Are you clear about how much you can spend on acquiring sponsorship assets? Lack of clarity about budget allocation in this area may prevent you from leveraging the potential of your sponsorship program to an optimal level. When you end up investing your entire budget in buying assets, you will lack the funding to support the sponsorship activation programs that are the real vehicles for enhancing ROI.

3. Not focusing on sponsorship activation

The most glamorous part of the process (acquiring property rights) does not immediately impact your ROI, but activating those assets will.

If you have not kept a budget aside to support activation programs and if you do not have a concrete strategy defining how you should use the assets, then the investment is hard to justify after 2-3 years. With years of experience in the industry, we recommend that you make a targeted start and then move your way up strategically and organically. In other words, we advise you to allocate a separate budget for activation programs and start with minimum investment in acquiring property rights.

We suggest you spend $2 on activation for every $1 on property rights.

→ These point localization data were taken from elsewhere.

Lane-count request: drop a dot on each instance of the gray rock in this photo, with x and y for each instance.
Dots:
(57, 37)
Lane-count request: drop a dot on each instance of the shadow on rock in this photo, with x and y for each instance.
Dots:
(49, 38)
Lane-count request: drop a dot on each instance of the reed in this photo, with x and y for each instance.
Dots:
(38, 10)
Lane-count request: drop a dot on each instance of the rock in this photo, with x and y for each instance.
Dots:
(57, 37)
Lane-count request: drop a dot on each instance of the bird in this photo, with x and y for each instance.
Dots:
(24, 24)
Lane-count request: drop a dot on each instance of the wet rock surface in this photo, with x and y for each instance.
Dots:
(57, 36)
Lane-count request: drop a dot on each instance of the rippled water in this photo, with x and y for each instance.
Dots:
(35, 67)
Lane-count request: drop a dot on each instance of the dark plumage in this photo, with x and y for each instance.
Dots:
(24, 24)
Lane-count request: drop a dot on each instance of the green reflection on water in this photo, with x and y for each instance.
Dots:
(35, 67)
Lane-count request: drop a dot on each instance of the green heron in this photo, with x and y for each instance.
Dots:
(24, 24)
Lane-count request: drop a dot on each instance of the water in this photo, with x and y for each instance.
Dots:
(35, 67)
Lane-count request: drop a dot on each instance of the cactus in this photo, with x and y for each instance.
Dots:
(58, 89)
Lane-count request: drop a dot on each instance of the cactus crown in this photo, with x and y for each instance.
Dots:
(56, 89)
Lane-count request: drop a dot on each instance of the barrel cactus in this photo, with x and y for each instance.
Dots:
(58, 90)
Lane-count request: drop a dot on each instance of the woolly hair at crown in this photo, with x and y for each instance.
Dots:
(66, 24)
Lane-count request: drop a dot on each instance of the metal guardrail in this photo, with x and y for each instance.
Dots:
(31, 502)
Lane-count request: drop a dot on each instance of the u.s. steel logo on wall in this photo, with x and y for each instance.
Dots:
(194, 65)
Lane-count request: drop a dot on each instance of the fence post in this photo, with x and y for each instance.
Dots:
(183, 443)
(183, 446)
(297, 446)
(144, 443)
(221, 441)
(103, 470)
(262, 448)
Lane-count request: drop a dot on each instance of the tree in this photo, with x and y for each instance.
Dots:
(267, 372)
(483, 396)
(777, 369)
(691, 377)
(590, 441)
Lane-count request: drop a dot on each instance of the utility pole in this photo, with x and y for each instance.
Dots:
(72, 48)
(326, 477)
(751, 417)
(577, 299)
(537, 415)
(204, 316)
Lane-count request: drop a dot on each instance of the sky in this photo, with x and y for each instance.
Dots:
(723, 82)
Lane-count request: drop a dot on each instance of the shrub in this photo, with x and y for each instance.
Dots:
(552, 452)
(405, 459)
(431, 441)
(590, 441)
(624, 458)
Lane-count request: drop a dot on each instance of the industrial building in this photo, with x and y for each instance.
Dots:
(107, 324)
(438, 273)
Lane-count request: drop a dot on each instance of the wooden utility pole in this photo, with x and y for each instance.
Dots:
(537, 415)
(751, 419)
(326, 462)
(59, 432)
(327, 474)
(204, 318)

This formula indicates that you spend the majority of your budget to support activation programs, which are the drivers of ROI. You can then re-organize your budget and modify your existing sponsorship asset mix to grow where you see results.

4. Not being able to identify the right program mix for your objectives

It is tempting to invest your entire budget in a single sponsorship property. This may be due to two reasons - either you do not know that a diverse portfolio of assets can assure you better ROI or you aren't sure where to start in building an effective program mix. You will often find teams or sanctioning bodies approaching you for a single (and large) property deal shaped for convenience rather than effectiveness.

While investing your entire budget in a single property may seem simple, this setup can be challenging to work with. By having different types of assets in your investment portfolio and using them creatively through various sponsorship activation programs, you can more easily maximize the benefits of your involvement. You want to build a holistic mix of the most useful assets and should support your objectives from point #1.

5. Not consulting expertise to make a sponsorship program deliver results

It is essential to understand if a particular set of assets will help you in achieving your objectives. The groups selling you on sponsorships often do not have an in-depth idea about what you actually need and will instead focus on selling you everything convenient for them. Also, note that it is not the priority of the seller to guide you on what you should do with your assets to activate your program.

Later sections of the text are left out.